This has an excellent P.C. Mahalanobis connection.
What remains far less known is that more than 2300 yrs earlier, Jain philosophers in ancient India developed a sophisticated multi-valued logic to handle precisely this kind of complexity & indeterminacy. They called it Syādvāda (the doctrine of conditioned assertion) & Saptabhaṅgī Naya (the 7 fold predication), built on the principle of Anekāntavāda (the many-sidedness of reality).
Instead of forcing every statement into true/false, they insisted every assertion must be qualified by Syāt: “in a certain sense,” “from a particular standpoint,” or “under specific conditions.”
This framework allowed them to express 7 modes of predication, recognizing that reality often involves aspects that are simultaneously existent/non-existent/inexpressible in binary terms.
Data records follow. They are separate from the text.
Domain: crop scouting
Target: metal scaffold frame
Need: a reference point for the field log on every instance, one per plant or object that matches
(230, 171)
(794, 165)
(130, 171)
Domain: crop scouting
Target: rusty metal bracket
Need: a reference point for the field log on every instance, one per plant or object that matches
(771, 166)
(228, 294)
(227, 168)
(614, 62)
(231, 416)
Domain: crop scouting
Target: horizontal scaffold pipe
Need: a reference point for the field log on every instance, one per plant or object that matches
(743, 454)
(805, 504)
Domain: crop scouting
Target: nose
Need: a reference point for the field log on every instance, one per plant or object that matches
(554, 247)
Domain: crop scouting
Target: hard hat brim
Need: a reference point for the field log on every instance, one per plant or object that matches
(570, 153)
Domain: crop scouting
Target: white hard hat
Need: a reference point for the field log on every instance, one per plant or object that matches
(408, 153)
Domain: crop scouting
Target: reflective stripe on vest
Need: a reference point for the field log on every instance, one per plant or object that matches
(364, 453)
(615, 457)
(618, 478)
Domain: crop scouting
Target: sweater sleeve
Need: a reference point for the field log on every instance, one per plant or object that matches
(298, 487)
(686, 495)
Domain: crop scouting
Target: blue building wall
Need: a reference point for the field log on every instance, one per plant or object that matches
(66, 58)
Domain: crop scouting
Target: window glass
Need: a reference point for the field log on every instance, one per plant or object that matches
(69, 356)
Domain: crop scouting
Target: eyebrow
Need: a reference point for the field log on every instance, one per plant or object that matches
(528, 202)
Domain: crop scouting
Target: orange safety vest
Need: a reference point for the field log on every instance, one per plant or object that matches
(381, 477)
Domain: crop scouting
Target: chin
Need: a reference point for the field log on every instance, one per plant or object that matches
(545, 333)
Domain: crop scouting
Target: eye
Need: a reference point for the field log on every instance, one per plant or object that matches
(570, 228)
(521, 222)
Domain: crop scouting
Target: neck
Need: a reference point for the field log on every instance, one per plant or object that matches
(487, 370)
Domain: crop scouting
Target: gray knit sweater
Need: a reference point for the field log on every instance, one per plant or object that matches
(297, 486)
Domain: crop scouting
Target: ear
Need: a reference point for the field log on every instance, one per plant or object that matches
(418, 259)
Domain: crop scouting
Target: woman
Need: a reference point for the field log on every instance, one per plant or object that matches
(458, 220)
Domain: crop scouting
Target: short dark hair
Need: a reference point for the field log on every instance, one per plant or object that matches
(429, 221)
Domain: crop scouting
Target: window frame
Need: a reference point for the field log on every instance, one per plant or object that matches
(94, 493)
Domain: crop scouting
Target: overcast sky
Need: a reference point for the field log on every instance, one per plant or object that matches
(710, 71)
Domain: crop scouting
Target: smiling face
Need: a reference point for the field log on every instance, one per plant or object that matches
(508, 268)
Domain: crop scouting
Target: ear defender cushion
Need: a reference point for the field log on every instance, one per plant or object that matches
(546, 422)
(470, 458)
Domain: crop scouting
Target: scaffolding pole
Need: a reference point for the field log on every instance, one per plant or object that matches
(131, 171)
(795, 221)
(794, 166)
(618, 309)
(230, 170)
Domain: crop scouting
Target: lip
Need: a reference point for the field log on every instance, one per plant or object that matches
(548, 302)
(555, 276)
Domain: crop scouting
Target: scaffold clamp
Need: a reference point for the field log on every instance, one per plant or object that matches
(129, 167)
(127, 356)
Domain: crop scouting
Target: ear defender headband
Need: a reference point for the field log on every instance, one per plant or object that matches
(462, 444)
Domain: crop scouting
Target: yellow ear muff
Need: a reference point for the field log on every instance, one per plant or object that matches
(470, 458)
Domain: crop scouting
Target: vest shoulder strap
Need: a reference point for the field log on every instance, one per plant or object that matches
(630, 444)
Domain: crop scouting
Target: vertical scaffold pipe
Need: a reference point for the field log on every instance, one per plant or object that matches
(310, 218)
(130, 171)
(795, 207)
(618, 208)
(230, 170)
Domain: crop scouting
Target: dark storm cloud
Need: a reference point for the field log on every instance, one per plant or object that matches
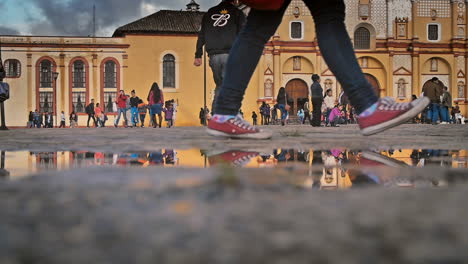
(8, 31)
(74, 17)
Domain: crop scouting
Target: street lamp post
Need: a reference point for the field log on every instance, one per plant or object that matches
(55, 76)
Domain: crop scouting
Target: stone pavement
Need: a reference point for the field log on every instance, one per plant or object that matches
(147, 139)
(230, 215)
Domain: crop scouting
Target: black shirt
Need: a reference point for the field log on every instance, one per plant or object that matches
(134, 101)
(220, 26)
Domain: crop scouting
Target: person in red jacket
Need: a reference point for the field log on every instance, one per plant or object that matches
(374, 114)
(121, 108)
(155, 102)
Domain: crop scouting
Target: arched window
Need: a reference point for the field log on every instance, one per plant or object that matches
(110, 75)
(461, 89)
(169, 71)
(296, 30)
(45, 85)
(46, 74)
(12, 68)
(79, 74)
(110, 84)
(362, 38)
(79, 85)
(268, 88)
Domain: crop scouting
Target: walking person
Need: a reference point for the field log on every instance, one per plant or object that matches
(274, 114)
(134, 101)
(155, 100)
(169, 114)
(202, 116)
(36, 116)
(142, 110)
(282, 100)
(50, 118)
(91, 113)
(344, 101)
(306, 112)
(99, 115)
(317, 100)
(254, 118)
(329, 102)
(267, 114)
(121, 108)
(446, 105)
(301, 116)
(375, 115)
(31, 119)
(40, 121)
(219, 28)
(62, 120)
(432, 89)
(262, 113)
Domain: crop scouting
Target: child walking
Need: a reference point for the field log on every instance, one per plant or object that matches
(375, 115)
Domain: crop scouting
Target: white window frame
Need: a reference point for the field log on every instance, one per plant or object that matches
(302, 29)
(439, 32)
(161, 72)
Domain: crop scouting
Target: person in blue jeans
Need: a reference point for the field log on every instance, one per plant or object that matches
(134, 101)
(433, 113)
(282, 101)
(375, 115)
(121, 108)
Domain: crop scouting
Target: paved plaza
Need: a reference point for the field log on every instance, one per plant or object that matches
(232, 214)
(299, 137)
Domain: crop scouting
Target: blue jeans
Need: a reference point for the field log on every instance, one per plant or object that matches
(284, 113)
(444, 114)
(217, 65)
(333, 40)
(134, 111)
(433, 113)
(121, 111)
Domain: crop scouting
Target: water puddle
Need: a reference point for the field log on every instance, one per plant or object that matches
(325, 169)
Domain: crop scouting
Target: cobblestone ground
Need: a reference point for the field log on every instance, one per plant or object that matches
(228, 215)
(147, 139)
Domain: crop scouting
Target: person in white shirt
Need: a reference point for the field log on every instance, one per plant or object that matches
(62, 120)
(329, 102)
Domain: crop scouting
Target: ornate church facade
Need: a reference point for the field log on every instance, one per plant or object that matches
(400, 44)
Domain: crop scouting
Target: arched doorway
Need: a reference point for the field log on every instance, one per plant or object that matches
(298, 95)
(374, 82)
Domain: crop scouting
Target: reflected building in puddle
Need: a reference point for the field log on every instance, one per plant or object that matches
(326, 170)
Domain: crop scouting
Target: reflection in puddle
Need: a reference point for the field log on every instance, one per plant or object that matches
(325, 169)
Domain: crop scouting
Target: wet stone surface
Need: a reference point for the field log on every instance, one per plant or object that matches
(307, 196)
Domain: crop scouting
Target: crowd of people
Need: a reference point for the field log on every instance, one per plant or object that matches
(331, 111)
(133, 109)
(440, 110)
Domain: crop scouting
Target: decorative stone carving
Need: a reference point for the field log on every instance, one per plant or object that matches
(328, 84)
(398, 8)
(295, 6)
(434, 65)
(268, 88)
(401, 88)
(364, 11)
(434, 8)
(461, 13)
(296, 63)
(402, 61)
(461, 89)
(364, 62)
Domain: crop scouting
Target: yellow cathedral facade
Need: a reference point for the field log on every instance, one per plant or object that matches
(400, 44)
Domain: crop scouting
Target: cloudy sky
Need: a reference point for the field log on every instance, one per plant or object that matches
(74, 17)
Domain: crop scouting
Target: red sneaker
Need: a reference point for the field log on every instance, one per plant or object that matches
(233, 158)
(389, 114)
(236, 127)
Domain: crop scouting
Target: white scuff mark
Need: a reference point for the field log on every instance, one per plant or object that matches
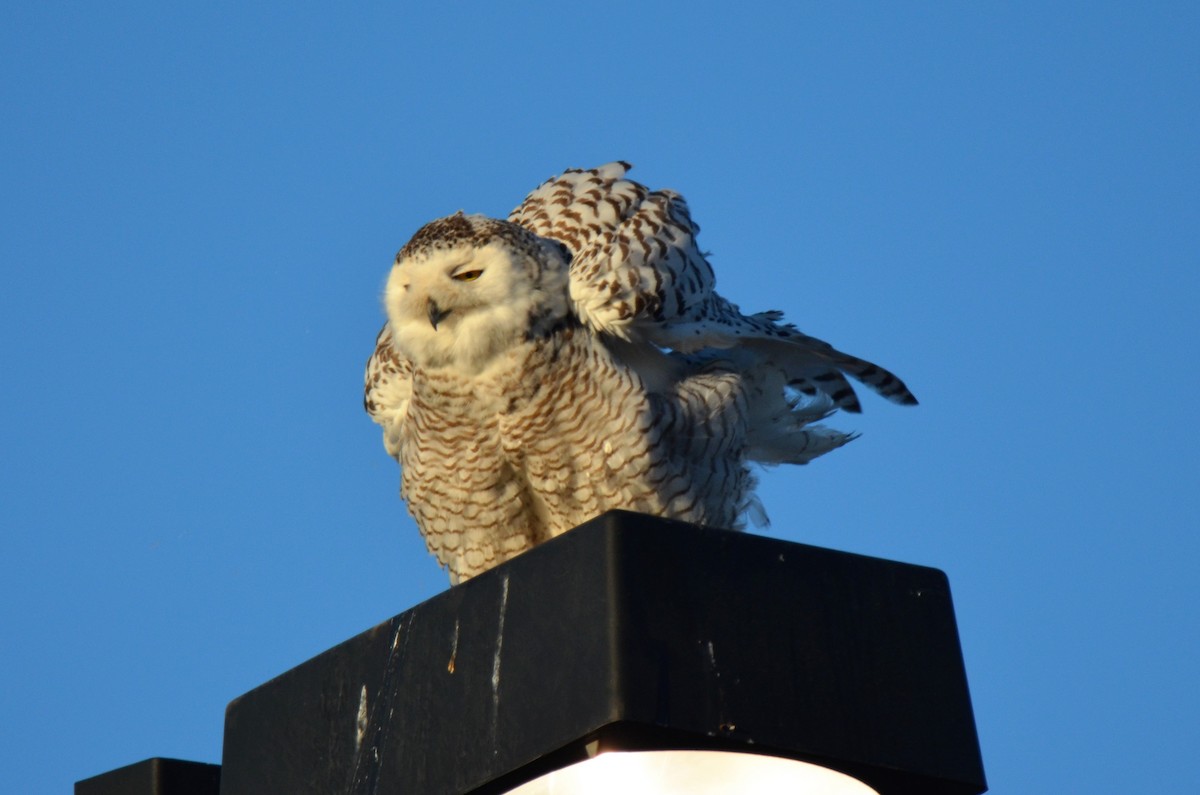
(496, 662)
(360, 723)
(454, 647)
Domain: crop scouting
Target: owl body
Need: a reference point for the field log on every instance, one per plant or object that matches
(538, 371)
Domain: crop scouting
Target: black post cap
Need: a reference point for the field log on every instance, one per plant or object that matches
(636, 633)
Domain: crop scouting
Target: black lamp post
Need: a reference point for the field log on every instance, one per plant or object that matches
(820, 670)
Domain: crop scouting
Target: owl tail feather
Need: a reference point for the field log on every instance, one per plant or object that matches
(816, 368)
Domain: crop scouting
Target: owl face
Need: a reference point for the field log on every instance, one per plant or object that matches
(465, 292)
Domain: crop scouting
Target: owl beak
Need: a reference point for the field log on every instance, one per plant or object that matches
(436, 315)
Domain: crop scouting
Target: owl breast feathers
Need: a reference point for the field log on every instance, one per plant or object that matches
(575, 358)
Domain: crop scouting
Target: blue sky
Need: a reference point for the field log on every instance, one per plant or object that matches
(997, 201)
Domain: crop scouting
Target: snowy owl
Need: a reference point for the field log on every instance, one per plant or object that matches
(575, 358)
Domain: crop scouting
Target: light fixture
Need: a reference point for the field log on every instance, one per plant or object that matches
(652, 651)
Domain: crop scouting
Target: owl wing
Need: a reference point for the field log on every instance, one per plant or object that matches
(387, 390)
(637, 274)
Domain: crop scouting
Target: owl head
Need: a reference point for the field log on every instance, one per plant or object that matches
(467, 288)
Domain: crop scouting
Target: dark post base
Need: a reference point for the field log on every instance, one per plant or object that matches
(155, 776)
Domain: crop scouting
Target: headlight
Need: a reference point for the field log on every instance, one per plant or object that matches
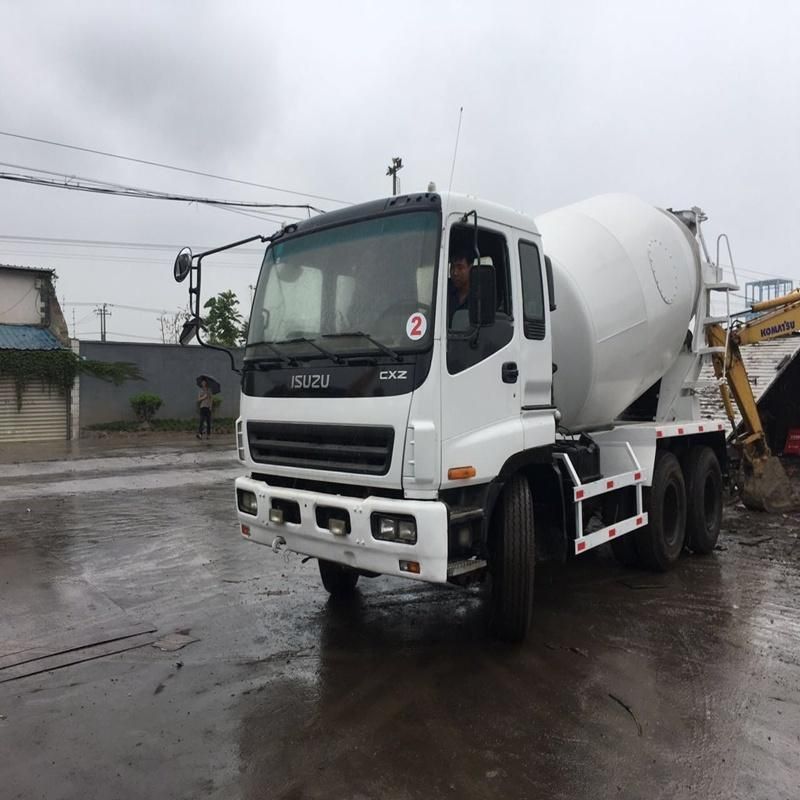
(247, 502)
(394, 529)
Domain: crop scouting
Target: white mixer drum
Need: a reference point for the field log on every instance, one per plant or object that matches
(626, 279)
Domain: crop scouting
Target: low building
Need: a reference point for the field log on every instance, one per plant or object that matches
(34, 405)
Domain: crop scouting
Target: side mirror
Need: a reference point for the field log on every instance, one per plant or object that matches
(183, 265)
(191, 328)
(482, 295)
(551, 289)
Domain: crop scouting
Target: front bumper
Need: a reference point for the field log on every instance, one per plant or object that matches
(357, 549)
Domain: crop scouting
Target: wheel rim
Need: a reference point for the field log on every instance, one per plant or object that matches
(671, 514)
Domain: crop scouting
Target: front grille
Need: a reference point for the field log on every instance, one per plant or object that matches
(340, 448)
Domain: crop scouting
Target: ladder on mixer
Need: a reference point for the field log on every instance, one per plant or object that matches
(713, 283)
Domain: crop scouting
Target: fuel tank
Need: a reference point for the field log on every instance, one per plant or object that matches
(627, 279)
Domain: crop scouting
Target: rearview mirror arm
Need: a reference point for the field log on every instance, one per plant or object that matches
(195, 279)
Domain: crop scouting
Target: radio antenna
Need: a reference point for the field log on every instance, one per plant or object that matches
(455, 149)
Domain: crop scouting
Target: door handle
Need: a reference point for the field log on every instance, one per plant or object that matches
(510, 372)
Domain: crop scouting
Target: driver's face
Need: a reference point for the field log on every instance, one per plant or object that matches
(459, 273)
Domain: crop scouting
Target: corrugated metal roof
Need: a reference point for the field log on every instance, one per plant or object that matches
(27, 337)
(27, 269)
(763, 361)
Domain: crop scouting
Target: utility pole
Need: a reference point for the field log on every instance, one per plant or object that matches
(103, 312)
(393, 169)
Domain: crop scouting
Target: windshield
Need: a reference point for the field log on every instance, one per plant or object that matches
(360, 287)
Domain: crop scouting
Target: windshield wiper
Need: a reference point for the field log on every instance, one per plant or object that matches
(360, 334)
(337, 359)
(282, 356)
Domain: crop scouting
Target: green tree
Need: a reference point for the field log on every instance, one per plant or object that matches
(223, 320)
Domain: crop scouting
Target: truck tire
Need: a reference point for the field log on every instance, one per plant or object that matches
(660, 543)
(339, 580)
(703, 478)
(512, 562)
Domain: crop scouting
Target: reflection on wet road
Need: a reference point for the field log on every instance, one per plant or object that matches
(634, 685)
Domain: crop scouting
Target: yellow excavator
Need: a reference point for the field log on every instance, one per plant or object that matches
(763, 481)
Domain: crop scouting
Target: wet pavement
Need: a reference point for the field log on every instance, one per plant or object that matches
(146, 650)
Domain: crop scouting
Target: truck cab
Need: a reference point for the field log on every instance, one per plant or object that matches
(373, 412)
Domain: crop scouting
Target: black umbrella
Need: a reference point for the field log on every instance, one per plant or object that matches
(213, 383)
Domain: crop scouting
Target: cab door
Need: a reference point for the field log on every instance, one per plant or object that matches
(480, 378)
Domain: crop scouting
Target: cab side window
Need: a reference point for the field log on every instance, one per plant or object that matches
(467, 346)
(532, 291)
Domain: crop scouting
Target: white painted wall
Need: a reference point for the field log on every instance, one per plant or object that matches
(20, 298)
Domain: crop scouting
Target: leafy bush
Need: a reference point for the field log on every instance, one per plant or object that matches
(145, 405)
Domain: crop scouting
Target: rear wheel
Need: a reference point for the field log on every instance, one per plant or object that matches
(659, 544)
(703, 478)
(339, 580)
(513, 558)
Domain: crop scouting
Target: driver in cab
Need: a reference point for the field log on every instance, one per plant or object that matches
(458, 287)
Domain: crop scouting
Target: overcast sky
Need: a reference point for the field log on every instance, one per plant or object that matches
(682, 103)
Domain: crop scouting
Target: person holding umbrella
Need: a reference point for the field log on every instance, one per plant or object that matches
(208, 387)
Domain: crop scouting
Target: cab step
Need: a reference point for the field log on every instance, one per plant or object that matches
(464, 566)
(458, 515)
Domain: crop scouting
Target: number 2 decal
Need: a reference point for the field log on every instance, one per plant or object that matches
(416, 326)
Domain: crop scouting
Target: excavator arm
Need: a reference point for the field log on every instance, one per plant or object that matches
(765, 485)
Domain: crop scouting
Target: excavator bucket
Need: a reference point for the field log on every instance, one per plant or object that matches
(765, 486)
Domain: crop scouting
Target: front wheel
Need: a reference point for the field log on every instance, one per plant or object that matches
(659, 544)
(512, 562)
(339, 580)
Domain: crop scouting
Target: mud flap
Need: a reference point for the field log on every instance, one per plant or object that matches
(766, 486)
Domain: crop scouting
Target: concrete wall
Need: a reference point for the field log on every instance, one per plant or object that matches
(21, 297)
(169, 371)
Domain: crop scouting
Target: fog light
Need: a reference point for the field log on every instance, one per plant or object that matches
(407, 531)
(248, 502)
(394, 529)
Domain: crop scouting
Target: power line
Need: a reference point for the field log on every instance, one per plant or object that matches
(67, 177)
(127, 308)
(110, 243)
(161, 165)
(101, 187)
(116, 259)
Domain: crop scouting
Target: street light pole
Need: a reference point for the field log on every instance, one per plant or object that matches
(393, 169)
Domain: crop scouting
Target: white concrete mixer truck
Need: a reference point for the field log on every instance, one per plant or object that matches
(400, 416)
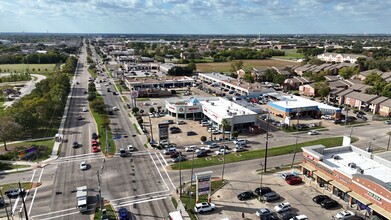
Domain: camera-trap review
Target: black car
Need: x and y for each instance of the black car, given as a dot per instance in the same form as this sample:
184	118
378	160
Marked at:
319	198
260	191
329	203
94	136
191	133
245	195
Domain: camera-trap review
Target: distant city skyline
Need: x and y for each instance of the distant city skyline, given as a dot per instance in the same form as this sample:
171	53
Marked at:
239	17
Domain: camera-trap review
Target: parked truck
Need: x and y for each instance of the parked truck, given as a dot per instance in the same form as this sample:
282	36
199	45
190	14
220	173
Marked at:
81	197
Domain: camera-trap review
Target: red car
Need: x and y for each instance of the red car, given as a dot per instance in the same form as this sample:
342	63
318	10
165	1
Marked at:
95	149
294	180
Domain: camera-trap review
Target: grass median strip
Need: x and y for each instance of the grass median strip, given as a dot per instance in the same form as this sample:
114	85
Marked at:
256	154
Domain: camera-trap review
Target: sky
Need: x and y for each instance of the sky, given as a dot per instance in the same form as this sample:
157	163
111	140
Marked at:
196	16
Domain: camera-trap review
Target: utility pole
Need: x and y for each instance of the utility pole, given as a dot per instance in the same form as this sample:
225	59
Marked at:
100	192
24	204
267	140
294	153
5	207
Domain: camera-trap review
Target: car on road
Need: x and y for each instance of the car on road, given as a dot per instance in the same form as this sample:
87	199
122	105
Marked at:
83	165
179	159
75	144
123	214
286	176
245	195
12	193
294	180
260	191
342	215
239	149
222	152
329	203
271	196
204	207
282	207
319	198
130	148
191	148
191	133
263	212
299	217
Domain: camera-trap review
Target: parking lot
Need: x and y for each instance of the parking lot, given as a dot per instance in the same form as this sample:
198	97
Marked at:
299	196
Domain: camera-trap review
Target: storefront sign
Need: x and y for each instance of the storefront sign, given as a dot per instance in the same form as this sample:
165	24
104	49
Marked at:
374	196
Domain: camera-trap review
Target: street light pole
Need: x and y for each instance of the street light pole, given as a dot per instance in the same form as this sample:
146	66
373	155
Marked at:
294	153
267	140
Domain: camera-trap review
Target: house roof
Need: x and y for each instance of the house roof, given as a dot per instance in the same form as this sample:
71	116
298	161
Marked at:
362	96
379	100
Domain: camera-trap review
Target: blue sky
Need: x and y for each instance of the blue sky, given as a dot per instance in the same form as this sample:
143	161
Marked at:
196	16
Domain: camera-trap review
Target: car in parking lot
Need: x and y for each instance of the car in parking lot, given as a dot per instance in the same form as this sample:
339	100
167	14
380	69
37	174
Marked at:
294	180
329	203
319	198
282	207
245	195
286	176
342	215
191	133
204	207
260	191
83	165
263	212
271	196
179	159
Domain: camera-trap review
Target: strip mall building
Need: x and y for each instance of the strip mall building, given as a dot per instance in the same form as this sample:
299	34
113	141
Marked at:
358	177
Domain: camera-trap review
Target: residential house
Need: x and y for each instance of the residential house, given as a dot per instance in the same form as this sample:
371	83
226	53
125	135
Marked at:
359	100
339	58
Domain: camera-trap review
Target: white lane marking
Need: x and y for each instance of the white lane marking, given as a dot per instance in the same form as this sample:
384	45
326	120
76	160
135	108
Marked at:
161	155
164	168
64	210
59	216
157	168
146	194
35	192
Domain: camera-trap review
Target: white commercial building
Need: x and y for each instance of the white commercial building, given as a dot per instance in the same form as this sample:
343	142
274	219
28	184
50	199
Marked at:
216	109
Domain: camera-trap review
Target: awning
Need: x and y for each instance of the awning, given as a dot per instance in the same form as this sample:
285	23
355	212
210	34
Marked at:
323	176
340	186
360	198
381	211
308	167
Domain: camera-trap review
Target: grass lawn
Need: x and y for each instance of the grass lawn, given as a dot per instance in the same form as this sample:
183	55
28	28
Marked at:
7	186
21	68
257	154
190	202
109	210
247	64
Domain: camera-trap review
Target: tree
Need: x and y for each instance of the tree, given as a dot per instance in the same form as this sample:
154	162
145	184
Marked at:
8	129
224	126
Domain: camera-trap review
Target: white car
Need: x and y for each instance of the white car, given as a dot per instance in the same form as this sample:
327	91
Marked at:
191	148
221	152
344	214
239	149
282	207
299	217
313	132
130	148
83	165
204	207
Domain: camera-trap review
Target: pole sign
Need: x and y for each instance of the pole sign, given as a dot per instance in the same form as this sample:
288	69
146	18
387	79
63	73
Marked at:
203	184
163	131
The 4th mode, Avaktavya (inexpressible), captures situations where mutually opposing characteristics coexist in a way that defies simultaneous, precise verbal description.
In the 1950s, the pioneering Indian statistician P.C. Mahalanobis (founder of the Indian Statistical Institute) analyzed Saptabhaṅgī mathematically. He saw it as a profound precursor to probabilistic & multi-valued reasoning, interpreting Avaktavya not as vagueness but as a formal acknowledgment of indeterminacy... remarkably resonant with quantum realities.